The WBC exists to assist the boxer: before, during and after the glory years. The boxer is born in humble beds, in difficult life conditions and environment, and has to overcome many exacting obstacles.
The WBC creates a secure platform for the development of boxing, improving the rules and procedures, for a more just, safer and more humane sport. And also to walk alongside them, celebrating their successes, correcting their mistakes and supporting them in difficult and hard times.
My son asked me about my feelings, after hearing how his mother described the suffering, seeing Wilder lose.
My dad taught me by example and, years later, he explained it to me in his words. Don José lived very close to the boxers. It was his life. The plaudits, glory and attention go to the winner: The king is dead, long live the king!

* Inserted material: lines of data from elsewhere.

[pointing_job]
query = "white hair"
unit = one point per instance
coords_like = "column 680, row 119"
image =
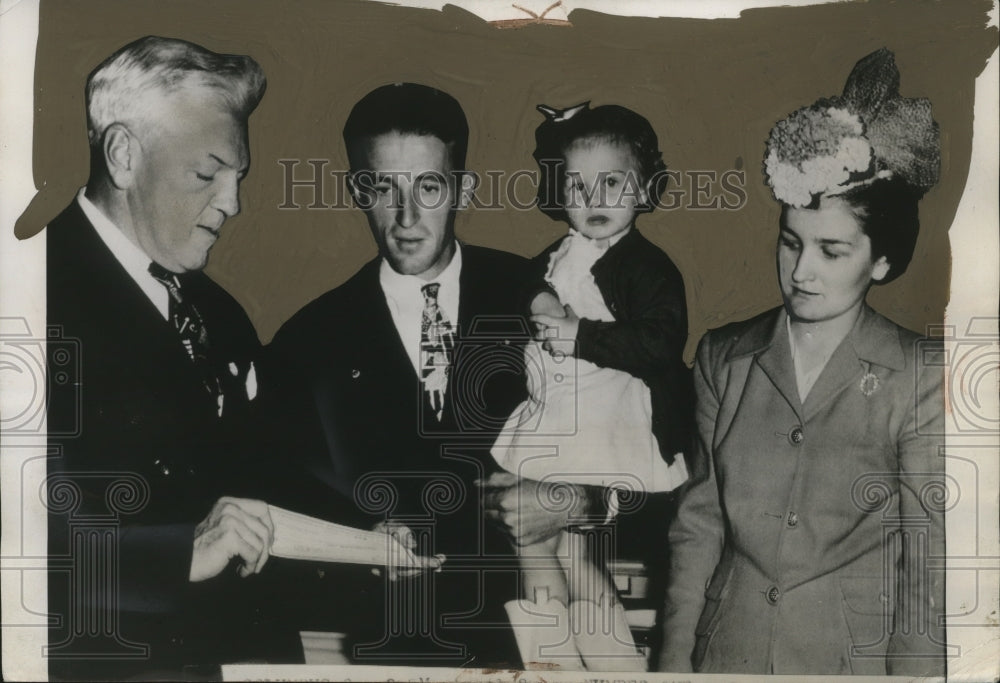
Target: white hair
column 126, row 86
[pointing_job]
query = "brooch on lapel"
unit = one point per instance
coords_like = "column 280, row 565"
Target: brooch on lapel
column 250, row 383
column 869, row 384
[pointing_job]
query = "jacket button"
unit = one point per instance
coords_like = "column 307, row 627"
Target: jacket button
column 773, row 595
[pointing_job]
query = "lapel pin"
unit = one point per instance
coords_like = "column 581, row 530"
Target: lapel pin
column 869, row 384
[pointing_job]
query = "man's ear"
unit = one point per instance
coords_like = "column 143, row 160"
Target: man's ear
column 880, row 270
column 121, row 153
column 467, row 182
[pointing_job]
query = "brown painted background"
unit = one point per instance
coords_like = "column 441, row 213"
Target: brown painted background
column 711, row 89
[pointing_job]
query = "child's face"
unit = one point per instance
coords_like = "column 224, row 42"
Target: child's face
column 603, row 187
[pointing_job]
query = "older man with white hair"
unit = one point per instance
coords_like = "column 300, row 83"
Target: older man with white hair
column 155, row 488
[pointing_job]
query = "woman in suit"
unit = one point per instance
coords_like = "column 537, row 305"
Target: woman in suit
column 805, row 541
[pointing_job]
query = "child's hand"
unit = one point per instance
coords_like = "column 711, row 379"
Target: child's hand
column 558, row 332
column 547, row 303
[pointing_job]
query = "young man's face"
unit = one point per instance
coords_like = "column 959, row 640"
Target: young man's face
column 407, row 188
column 186, row 179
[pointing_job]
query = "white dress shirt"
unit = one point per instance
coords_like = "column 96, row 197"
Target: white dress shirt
column 133, row 259
column 406, row 302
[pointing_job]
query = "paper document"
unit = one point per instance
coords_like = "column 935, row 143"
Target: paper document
column 300, row 537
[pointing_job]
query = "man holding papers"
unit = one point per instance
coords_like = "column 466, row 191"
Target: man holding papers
column 157, row 483
column 399, row 380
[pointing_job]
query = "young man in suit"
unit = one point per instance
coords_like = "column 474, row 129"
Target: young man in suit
column 398, row 381
column 154, row 488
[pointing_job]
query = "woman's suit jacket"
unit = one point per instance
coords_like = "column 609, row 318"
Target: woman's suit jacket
column 787, row 553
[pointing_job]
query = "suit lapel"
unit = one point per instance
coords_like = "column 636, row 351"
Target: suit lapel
column 776, row 362
column 843, row 369
column 873, row 339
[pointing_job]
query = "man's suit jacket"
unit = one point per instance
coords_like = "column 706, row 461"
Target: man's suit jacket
column 353, row 405
column 142, row 455
column 786, row 557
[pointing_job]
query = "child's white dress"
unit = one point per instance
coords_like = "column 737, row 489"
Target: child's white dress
column 582, row 423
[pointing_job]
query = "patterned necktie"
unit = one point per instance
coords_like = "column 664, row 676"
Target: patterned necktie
column 191, row 329
column 437, row 342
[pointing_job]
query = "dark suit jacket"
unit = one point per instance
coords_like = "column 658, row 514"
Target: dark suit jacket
column 787, row 555
column 355, row 407
column 141, row 456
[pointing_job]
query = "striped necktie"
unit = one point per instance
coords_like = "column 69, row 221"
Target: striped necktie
column 437, row 343
column 191, row 329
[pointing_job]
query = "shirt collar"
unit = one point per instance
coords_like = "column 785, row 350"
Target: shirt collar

That’s the saddest thing. When the champion enters the ring, he does it surrounded by dozens of people, but if he loses, he often descends those steps all alone. His mantle is forgotten and gone, because there is already a new resplendent monarch.
I have experienced and lived closely the dream that the challengers to the championship have; they all have that indescribable feeling. Many of them don’t make it, they lose, and they go into oblivion. I have also have experienced and lived the change of life for those who become champions. That one day they dreamed of developing plus transforming, and how they perform to excel, when representing the WBC.
My dad taught me that when that bell rings, there are no colors, no creeds, no races and no distinctions. There are two fighters, looking to succeed. No nationalities, no friends, no acquaintances. And when it ends, there is a winner and a loser. Today Tyson Fury is the heavyweight monarch, and along with his wife, Paris, he received the Heroes of Humanity Award for his contribution to society.
Deontay and Telly are still close to WBC Cares, they will always be a part of The WBC family. Tyson Fury and his wife Paris are very active in WBC Cares, in fact, received the award of “Heroes for Humanity” for their incredible work during the pandemic.
Fury and Wilder will fight for the third time on December 19. The winner will be the champion, and the loser will have to go all the way back to the starting point and with it … the drawing board.
THE HUMANITY THAT MADE JOSE SULAIMAN GREAT
Did you know…?
Don Jose Sulaiman always got into the ring at the end of the fight, and went to the corner of the defeated fighter.
There he gave words of encouragement, salved disappointment with empathy, and tried to leave a positive inspirational message.
Then he proceeded to go with the winner, and there he felt joy for the champion, celebrated his triumph, wishing him success in his future.
Feelings and emotions that are poles apart. Genuine joy on the one hand, and abject dejection on the other. His consistency in this practice gave him, over the years, a unique moral authority and earned empathy with all the boxers in the world.
I never forget when my dad took me to start my studies at Winchendon School in Massachusetts. After spending a few days together in Boston, he left me there. Bob Yalen accompanied him.
We arrived at the school and, after taking a tour and settling down in my room, it was time to say goodbye. We walked to the car, he hugged me and said: “Mijito: today you are taking the first step to shape your destiny. Just as your grandfather Elías dropped me off at Harlingen’s school, I have dropped you off at this one; and someday you will take your son to his.
“I just want you to know that there is no pleasure or experience more proud or deep than having the dignity of having the Sulaiman surname. All your actions will have consequences, and you will acquire the control to do what you will do. And I know that in every moment you will achieve to be a winner, and there I will be, sitting proud of your way of being and accorded actions.”
Those words stay with me for life. I have never even considered a single temptation so powerful to attempt against the values and principles that my parents instilled during my childhood.